Automatically unfair health and safety dismissal

  • Certain dismissals related to the raising of health and safety concerns amount to automatically unfair dismissals. The right applies to actual and constructive unfair dismissals. There is no qualifying service requirement and compensation is uncapped. Section 100 of the ERA 1996 protects employees by providing that dismissal shall be automatically unfair where the reason for the dismissal is one of the following reasons:
    • Dismissal for designated health and safety activities. For example, dismissal of an employee designated by the employer to carry out activities in connection with preventing or reducing risks to health and safety where the reason for dismissal is the fact that they challenged the employer in that capacity.
    • Dismissal of health and safety representatives or committee members. For example, dismissal of an employee designated as a workplace health and safety representative, or member of a workplace safety committee, where the reason for dismissal is the fact that they challenged the employer in that capacity.
    • Dismissal for raising health and safety concerns through other reasonable means. Where there is either no health and safety representative or safety committee, or it was not reasonably practicable to raise the matter in that way, an employee is protected from dismissal where they use reasonable means to bring to their employer's attention circumstances connected with their work which they reasonably believe are harmful or potentially harmful to health and safety, and they are dismissed on that basis.
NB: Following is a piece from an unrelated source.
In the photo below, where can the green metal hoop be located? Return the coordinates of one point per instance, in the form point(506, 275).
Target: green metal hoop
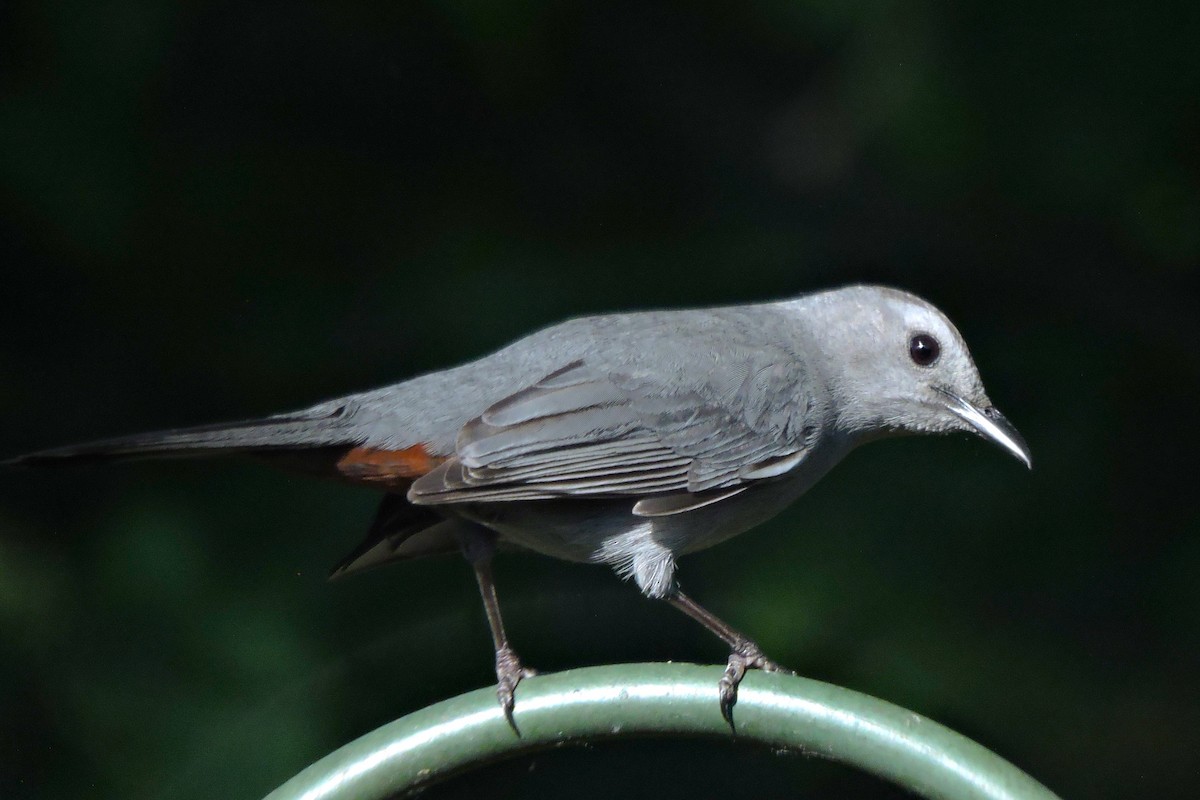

    • Dismissal for leaving or staying away from dangerous workplace. Where an employee reasonably believes that they are in serious and imminent danger and they could not be reasonably expected to avert it, they are protected from dismissal if they leave, propose to leave, or refuse to return to the workplace while the danger persists.
    • Dismissal for taking action to prevent danger. Employees who, in circumstances of danger that they reasonably believed to be serious and imminent, took or proposed to take appropriate steps to protect themselves or other persons from danger, are protected from dismissal on that basis.